BANKS & STRESS TESTS

May 18 -- While the scale isn't quite as big, an interesting stat/report came out this morning. The stress tests were limited to the top 19 banks in size (needing about $75 billion in additional cap). If the test were applied to the next 200 biggest banks, 38% of them would face capital shortfalls. The report indicates that that amounts to a need for an additional $16 billion in capital. Now just like with the stress tests, that number may be too low because of inadequate assumptions. And while that numbers isn't likely to "break the bank" or banking system, it does continue to underline how widespread the ripple effect of the situation is. Nearly 40% of the top 200 banks don't have enough capital. Whether this recession "recovers" anytime soon or not is one thing, but even if it does, it's becoming abundantly clear that what we "recover" to will be far from strong growth known in days past and more like a sludging growth that might still feel like a recession.
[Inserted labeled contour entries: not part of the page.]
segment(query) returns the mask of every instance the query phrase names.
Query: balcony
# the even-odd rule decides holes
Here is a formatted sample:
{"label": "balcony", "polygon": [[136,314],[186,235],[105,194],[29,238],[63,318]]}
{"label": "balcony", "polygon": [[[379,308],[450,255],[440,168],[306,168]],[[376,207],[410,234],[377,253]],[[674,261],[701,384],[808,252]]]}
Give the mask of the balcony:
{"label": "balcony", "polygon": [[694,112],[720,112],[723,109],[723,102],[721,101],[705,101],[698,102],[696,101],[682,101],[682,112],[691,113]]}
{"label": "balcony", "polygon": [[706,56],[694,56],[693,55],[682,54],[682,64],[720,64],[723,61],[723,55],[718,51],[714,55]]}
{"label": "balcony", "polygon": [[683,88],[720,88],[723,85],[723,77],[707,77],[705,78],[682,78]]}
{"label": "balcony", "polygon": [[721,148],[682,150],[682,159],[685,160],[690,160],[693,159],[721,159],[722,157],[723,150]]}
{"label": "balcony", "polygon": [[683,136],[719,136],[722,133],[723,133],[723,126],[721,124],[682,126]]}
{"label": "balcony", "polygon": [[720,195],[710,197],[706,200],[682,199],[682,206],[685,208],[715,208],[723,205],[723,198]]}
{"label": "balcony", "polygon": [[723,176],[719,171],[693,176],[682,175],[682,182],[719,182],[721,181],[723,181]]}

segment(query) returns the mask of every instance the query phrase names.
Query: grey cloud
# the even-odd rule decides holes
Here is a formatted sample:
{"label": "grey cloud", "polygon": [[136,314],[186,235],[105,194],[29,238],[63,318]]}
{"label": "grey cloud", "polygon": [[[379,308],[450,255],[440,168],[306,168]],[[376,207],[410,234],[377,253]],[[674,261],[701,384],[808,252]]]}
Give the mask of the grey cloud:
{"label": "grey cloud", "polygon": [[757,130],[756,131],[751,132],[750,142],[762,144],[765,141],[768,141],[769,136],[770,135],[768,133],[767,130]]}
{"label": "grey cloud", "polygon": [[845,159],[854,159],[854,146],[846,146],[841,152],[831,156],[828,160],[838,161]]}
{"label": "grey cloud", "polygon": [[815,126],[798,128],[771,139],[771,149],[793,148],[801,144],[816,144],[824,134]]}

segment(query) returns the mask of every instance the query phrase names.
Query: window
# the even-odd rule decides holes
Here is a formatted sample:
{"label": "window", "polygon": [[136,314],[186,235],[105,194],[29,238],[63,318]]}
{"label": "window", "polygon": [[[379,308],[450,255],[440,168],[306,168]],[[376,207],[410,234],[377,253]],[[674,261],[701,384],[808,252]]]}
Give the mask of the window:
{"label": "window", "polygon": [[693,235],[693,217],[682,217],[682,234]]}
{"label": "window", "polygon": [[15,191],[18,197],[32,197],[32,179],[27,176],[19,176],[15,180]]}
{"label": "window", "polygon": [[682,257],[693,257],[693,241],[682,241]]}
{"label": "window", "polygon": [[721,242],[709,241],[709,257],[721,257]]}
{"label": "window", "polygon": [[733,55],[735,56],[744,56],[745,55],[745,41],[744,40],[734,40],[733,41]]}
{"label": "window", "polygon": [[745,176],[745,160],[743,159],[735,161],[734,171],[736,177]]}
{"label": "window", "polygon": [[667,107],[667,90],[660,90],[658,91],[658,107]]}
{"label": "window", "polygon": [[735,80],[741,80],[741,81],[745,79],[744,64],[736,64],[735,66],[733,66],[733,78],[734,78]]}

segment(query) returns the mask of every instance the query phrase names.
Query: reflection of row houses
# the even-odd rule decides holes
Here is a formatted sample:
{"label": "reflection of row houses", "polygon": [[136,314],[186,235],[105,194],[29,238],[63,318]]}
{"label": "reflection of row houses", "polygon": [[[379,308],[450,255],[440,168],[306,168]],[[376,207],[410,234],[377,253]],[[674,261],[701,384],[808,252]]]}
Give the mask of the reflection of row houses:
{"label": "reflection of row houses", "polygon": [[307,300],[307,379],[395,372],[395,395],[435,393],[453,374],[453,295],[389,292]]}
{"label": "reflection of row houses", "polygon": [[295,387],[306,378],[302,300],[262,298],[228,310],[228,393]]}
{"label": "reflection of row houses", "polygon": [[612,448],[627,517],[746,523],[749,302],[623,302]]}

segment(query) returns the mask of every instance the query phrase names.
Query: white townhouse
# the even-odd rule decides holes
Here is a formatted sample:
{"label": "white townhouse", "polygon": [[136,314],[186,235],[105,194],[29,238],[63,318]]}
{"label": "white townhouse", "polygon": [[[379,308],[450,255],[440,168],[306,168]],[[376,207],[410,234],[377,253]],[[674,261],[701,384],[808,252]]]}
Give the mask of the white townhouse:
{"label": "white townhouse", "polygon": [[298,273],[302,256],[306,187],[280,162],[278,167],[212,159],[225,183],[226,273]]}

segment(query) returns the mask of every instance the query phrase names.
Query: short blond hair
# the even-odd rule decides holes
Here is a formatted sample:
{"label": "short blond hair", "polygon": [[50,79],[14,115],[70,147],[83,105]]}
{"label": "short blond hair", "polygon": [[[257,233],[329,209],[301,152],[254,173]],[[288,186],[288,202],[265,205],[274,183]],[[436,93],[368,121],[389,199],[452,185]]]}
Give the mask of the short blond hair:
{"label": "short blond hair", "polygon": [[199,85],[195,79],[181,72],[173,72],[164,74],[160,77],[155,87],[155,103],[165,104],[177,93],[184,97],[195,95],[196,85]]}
May 4 -- Good news is banks are staying alive, for now. There are questions about the assumptions of the stress tests but we'll just have to wait and see how bad credit losses prove to be. So the bottom (conservative) line here is don't play the banks. And if you do, go purely best of breed. I'm talking Goldman and JP Morgan here. There might be more rewards elsewhere but more risks too, especially with questionable accounting practices, unforeseeable and unknown future credit losses, and the TARP hands of the government involved in daily affairs. I do disagree with folks that say we now have weak banks and strong banks. I think that there will always be investors and they look for banks that have risk without serious risk of failing. I dont think the government will let these guys fail. they might take'em and reorganize or recapitalize them but not totally fail. so basically, investors see these banks not as weak, but as plays for quick money and trades....which is exactly why I don't think they fit for someone's investment portfolio given I view investments as a long-term (3-5-10 yr) horizon.

Bad news = Apparently Citi - which only needs $5 billion of capital raising according to stress test results - really needs $35 billion and its amount was reduced only after getting regulators to count future assumed capital gains as legit. Such reductions were not limited to Citi. As a whole for the 19 tested banks, the same logic was used to reduce the overall amount of capital needed from $185 billion to $75 billion. Assuming future gains during such serious and speculative times = risky in my opinion.

More bad news = if you recall stories about how banks got in this problem with excessive leverage ... lending out 30 or 40 dollars for every 1 dollar they had in the bank. Well that leverage was excessive in comparison to the average banks used to run in the mid 90s...around 15 or 20 bucks to every 1 they had in capital/on hand. The stress test assumptions of a 3% tangible common equity ration would mean that banks would have a leverage degree of 25:1. Not really going all the way back to the safe old days, are we? As you can imagine, requiring 6% or more tangible common equity would mean lower leverage, but it would also mean the banks would need to raise more on hand capital... so those lower stress test results numbers would jump and scare everyone again.